Greg Stewart, who heads Sinclar Group Forest Products, said the workers' union of Lakeland Mills, a division of the company, the City of Prince George and representatives for employees will attend a groundbreaking ceremony on Monday, when details of the rebuild plan will be disclosed before construction starts.
The Lakeland Mills sawmill was destroyed after a blast and fire in April 2012, when workers Glenn Roche and Alan Little were killed, 24 people were injured and 150 employees were put out of work.
"The decision to rebuild the mill wasn't solely a financial decision," Stewart said Friday. "We have a strong commitment back to this community. It's a third-generation company.

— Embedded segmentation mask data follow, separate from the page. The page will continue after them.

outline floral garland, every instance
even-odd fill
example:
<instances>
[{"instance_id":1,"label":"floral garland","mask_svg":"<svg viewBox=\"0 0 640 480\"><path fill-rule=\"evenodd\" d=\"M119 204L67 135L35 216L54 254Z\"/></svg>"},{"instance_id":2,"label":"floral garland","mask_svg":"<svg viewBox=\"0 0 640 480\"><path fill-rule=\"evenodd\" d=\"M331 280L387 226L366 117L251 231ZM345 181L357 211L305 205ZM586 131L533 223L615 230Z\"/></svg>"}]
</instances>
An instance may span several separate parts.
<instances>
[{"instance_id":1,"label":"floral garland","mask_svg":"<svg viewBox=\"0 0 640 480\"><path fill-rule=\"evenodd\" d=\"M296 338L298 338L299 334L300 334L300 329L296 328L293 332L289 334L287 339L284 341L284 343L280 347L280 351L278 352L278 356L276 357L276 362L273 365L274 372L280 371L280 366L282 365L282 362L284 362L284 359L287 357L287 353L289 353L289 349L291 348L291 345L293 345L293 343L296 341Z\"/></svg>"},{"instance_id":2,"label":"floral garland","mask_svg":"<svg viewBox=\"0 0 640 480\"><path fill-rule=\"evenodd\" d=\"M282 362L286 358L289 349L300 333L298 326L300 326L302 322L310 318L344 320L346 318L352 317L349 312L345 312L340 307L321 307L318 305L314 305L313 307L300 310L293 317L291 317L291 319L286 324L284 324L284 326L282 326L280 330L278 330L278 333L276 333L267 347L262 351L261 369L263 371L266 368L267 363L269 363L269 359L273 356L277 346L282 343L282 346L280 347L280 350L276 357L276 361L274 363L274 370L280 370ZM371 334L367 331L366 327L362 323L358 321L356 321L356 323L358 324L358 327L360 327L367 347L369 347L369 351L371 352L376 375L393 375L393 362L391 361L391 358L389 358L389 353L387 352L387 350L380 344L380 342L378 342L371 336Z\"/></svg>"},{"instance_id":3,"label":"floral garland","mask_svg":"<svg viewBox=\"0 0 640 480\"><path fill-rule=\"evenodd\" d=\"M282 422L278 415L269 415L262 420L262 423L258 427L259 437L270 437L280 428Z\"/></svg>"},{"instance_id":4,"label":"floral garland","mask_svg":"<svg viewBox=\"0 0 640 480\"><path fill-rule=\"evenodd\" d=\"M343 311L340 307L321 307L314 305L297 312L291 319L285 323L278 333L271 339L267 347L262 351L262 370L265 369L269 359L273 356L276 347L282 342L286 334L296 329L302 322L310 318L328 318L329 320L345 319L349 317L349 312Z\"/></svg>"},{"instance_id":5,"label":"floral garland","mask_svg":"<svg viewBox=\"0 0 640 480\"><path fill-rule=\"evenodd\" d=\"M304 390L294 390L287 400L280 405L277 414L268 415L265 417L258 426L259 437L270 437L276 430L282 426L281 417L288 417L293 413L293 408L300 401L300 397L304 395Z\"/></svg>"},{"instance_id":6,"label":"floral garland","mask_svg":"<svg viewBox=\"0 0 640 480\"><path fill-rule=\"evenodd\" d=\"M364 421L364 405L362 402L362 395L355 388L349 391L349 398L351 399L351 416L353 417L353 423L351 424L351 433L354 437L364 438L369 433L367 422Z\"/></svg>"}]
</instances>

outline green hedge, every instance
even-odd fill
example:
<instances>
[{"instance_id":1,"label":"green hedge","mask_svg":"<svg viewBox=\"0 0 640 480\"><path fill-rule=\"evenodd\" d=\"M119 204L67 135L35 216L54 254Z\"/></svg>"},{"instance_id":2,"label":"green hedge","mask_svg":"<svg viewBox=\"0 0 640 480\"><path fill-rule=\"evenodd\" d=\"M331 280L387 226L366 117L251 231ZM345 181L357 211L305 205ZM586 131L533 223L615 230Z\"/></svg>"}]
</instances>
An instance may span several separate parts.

We have three generations of employees that have been working on site."
Stewart said the mill could be in full operation by late September 2014, and 100 workers are expected to be hired to produce stud lumber, which is used in wall construction for new homes.
"From our perspective it's been a long year, it's been a very tough year as all can imagine," Stewart said. "I think we're just really appreciative of the fact that we can get to this point where we're breaking ground and we can celebrate that and do that with the community because the community's been such a huge support to us through this whole process."
In April, the community gathered to mark the first anniversary of the explosion and to remember employees who risked their lives to help their co-workers get out of the mill.
Lakeland Mills began operations in Prince George in 1962, and the original mill was built in the 1980s.
The blast followed a fire at the Babine Forests Products mill in Burns Lake just three months earlier, when two workers were killed and 19 others were hurt. That mill is also expected to be rebuilt.
Last November, WorkSafeBC asked the Crown for a review of whether the companies or individuals connected to both mills could be charged for any violations of the Workers Compensation Act.
Both Lakeland Mills and Hampton Affiliates, which operates the Burns Lake sawmill, issued statements expressing concern about the Crown's consideration of legal action.
WorkSafeBC has said wood dust may have been the fuel for both explosions and that reports released last May, August and October emphasized the vigorous management of the dust.
The B.C. Safety Authority, which oversees the safe installation and operation of equipment and administers the province's Safety Standards Act, made nine recommendations about wood dust in a report released in January.
They include recommending that wood dust be classified as combustible.
RCMP investigators have ruled out criminal negligence in both explosions.